The history of California allowing recall elections goes back to the 1910s. Enacted in the state constitution, recalls were meant “to allow the electoral majority to counteract corruption, which during the Progressive Era was very important to counteract the power of the big railroad companies,” said Richard Groper, political science professor at CalState Los Angeles.
Newsom, though, has come under fire from some quarters for his response to the COVID-19 pandemic, with Republicans running against him pledging to roll back his policies, such as in-door mask mandates. His leading opponent, conservative radio personality Larry Elder, has pledged to remove the state-level mask mandates and vaccine mandates.
Elder, a long-time staple of conservative media and a well-known critic of California’s liberal-leaning politics, is the favored candidate by what California State’s Dark called a “a substantial margin,” against a slate of some 40 opponents that includes Cox and former San Diego Mayor Kevin Faulconer.

Elder has notably been dogged by allegations of domestic violence, racism and misogyny.
He has in the past called for the dissolution of the minimum wage, criticized the 1973 Roe v. Wade Supreme Court decision that legalized abortion in the U.S., and has also accused people of color of “exaggerating the significance of racism.” Both his detractors and supporters have compared him to former President Donald J. Trump.
In any event, Elder is now benefiting from his greater name recognition, said CalState’s Groper.
“He has a very ardent following in conservative circles, and he fits the mold of the kind of candidates activist Republicans want to put in office,” he said.
“Elder is a very familiar figure in California, mostly for holding positions that annoy liberals,” Pat Brown Institute’s Sonenshein said.
Dark said that a widely-known candidate appealing to the Republican base — and hoping for laziness among anti-recall Democratic voters — is about the only chance the GOP had on Sept. 14.
“Many Californians don’t pay close attention to state politics. So folks that have name recognition are automatically boosted,” he said, adding Elder would be praying for low-turnout. “Democrats were already somewhat lukewarm about Newsom, and that’s bound to favor his opponents, even if they only represent a minority of the overall electorate.”

If the recall effort does manage an upset win, Elder could coast to power on relatively few votes, he added, noting there were so many vying to replace Newsom.

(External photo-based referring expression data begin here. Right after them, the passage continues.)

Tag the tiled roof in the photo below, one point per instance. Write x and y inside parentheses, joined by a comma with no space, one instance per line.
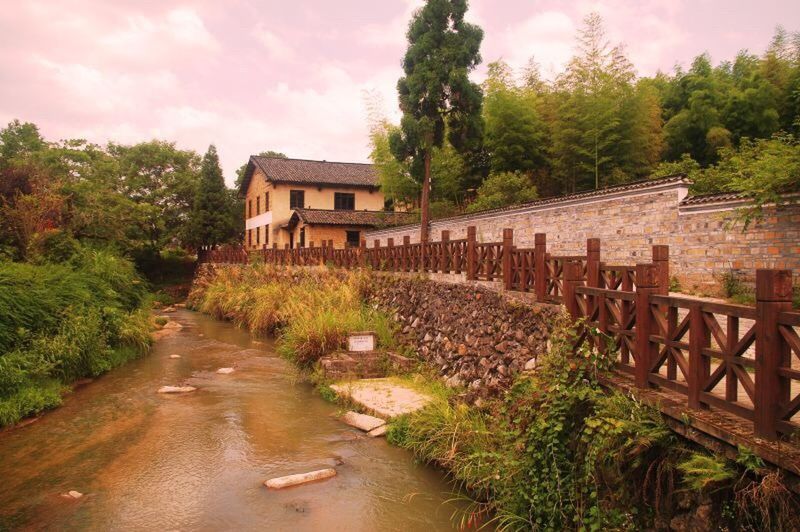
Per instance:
(303,171)
(713,198)
(360,218)
(636,185)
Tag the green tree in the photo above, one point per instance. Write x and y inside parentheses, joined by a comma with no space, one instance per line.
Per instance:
(18,140)
(163,178)
(211,221)
(436,95)
(503,189)
(516,134)
(242,169)
(602,118)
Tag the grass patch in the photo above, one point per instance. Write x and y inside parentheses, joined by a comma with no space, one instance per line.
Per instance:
(311,312)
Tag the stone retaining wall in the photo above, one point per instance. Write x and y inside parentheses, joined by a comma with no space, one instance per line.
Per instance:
(471,334)
(629,219)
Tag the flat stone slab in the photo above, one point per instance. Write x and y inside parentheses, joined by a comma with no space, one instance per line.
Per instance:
(176,389)
(380,431)
(362,421)
(384,397)
(302,478)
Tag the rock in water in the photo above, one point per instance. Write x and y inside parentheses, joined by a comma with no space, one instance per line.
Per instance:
(176,389)
(380,431)
(362,421)
(302,478)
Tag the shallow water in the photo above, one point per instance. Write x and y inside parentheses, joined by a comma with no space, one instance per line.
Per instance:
(146,461)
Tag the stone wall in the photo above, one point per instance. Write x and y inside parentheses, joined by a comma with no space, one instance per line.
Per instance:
(470,334)
(629,219)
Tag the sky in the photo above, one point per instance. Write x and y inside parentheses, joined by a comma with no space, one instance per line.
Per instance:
(300,76)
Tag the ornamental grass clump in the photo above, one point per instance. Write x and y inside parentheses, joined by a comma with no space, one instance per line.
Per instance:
(310,311)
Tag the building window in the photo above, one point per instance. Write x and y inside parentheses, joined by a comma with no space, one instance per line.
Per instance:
(353,239)
(297,199)
(344,201)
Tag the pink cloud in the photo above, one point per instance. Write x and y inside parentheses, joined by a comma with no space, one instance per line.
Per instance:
(256,75)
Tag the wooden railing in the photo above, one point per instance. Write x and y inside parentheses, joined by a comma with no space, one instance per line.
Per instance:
(733,358)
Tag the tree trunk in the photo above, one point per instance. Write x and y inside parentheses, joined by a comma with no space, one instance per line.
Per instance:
(424,208)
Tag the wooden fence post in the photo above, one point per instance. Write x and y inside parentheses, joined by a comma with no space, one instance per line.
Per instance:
(646,284)
(699,339)
(573,278)
(773,296)
(444,255)
(406,252)
(540,265)
(593,262)
(661,259)
(471,258)
(508,249)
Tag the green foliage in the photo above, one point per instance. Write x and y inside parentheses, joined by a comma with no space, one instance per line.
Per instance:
(211,223)
(503,189)
(436,96)
(516,132)
(311,312)
(59,323)
(701,471)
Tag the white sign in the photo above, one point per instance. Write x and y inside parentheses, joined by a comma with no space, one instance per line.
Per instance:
(361,342)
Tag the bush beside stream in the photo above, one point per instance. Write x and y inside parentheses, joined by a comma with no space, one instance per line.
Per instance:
(63,322)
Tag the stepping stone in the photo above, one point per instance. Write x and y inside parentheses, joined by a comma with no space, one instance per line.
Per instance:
(380,431)
(362,421)
(302,478)
(176,389)
(386,398)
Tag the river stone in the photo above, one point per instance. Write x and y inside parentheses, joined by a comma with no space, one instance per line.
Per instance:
(380,431)
(302,478)
(362,421)
(176,389)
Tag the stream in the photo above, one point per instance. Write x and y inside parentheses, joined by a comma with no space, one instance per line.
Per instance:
(197,461)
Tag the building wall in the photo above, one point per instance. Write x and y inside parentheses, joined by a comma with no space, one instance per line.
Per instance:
(279,212)
(703,243)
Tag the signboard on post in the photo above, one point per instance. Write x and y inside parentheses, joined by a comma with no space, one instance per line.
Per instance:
(361,341)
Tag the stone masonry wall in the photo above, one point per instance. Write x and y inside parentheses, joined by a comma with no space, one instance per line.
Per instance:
(471,335)
(628,221)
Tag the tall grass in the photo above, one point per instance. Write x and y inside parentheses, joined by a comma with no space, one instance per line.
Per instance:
(311,311)
(62,322)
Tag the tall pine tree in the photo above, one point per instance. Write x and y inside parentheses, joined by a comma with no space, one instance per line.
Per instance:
(436,95)
(211,222)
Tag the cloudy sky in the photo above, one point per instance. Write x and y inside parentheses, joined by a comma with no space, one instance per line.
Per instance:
(294,76)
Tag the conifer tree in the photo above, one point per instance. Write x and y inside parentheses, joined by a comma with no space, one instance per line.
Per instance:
(436,95)
(211,221)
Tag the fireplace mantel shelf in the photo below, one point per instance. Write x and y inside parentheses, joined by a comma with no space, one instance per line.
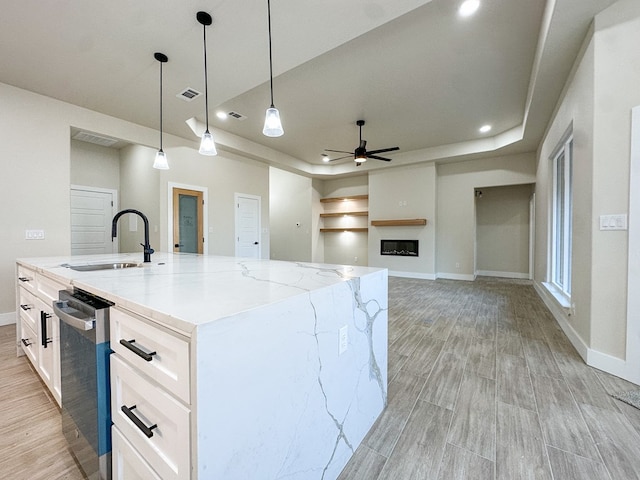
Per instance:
(403,222)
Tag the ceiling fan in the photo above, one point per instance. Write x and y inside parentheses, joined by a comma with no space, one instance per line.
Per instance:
(360,154)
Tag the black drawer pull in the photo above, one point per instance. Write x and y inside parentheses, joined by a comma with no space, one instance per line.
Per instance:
(141,353)
(132,416)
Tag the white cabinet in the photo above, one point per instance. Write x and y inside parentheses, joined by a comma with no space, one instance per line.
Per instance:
(38,328)
(150,399)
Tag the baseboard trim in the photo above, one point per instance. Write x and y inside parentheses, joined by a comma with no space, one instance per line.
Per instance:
(490,273)
(423,276)
(456,276)
(602,361)
(7,318)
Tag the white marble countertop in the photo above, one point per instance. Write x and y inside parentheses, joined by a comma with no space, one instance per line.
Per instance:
(186,290)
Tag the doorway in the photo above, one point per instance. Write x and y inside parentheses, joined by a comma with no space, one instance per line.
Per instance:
(187,224)
(248,208)
(92,210)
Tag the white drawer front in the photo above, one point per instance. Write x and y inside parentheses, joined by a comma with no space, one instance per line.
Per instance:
(29,311)
(168,449)
(29,342)
(169,365)
(27,278)
(126,462)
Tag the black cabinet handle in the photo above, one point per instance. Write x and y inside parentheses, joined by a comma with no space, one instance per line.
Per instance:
(141,353)
(138,423)
(43,328)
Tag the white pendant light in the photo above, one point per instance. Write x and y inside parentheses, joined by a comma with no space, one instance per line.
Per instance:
(160,161)
(207,145)
(272,123)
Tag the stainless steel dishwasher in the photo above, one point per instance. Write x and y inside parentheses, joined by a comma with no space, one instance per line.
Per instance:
(84,368)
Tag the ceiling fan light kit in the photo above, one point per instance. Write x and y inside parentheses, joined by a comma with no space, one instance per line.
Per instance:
(360,154)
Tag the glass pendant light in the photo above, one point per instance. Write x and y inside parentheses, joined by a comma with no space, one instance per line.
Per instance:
(272,123)
(160,161)
(207,145)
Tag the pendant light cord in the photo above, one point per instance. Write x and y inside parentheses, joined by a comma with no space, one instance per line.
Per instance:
(160,105)
(270,57)
(206,79)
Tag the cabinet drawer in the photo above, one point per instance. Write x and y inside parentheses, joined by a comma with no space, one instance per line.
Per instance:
(27,278)
(29,311)
(126,462)
(169,365)
(166,445)
(29,343)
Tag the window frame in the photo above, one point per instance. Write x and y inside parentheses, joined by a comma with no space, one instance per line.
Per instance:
(560,267)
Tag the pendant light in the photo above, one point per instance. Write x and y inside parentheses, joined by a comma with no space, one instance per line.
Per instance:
(160,161)
(272,123)
(207,145)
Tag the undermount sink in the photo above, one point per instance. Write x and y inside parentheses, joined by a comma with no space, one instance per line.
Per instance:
(101,266)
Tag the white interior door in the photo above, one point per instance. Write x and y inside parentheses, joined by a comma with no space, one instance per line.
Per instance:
(91,215)
(247,225)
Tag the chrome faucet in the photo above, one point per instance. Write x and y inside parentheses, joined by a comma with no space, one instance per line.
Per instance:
(114,231)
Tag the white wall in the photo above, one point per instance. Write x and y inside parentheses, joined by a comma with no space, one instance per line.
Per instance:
(502,231)
(403,193)
(94,165)
(597,102)
(455,222)
(292,227)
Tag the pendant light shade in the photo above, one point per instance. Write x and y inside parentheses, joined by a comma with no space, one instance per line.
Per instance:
(160,161)
(272,123)
(207,145)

“Usually through party nominations the field of candidates gets narrowed down to couple of the most viable. But recalls are essentially open, so whoever gets the plurality of votes out of the field will win, regardless of the total number of ballots,” Dark said.
Still, Sonenshein said it would take a major turn of events to see Newsom lose on Sept. 14.
“[Newsom] still has a favorable approval rating, and early absentee ballot numbers show a higher rate of Democratic voting,” Sonenshein said.
The Newsom and Elder campaigns did not respond to requests for comment.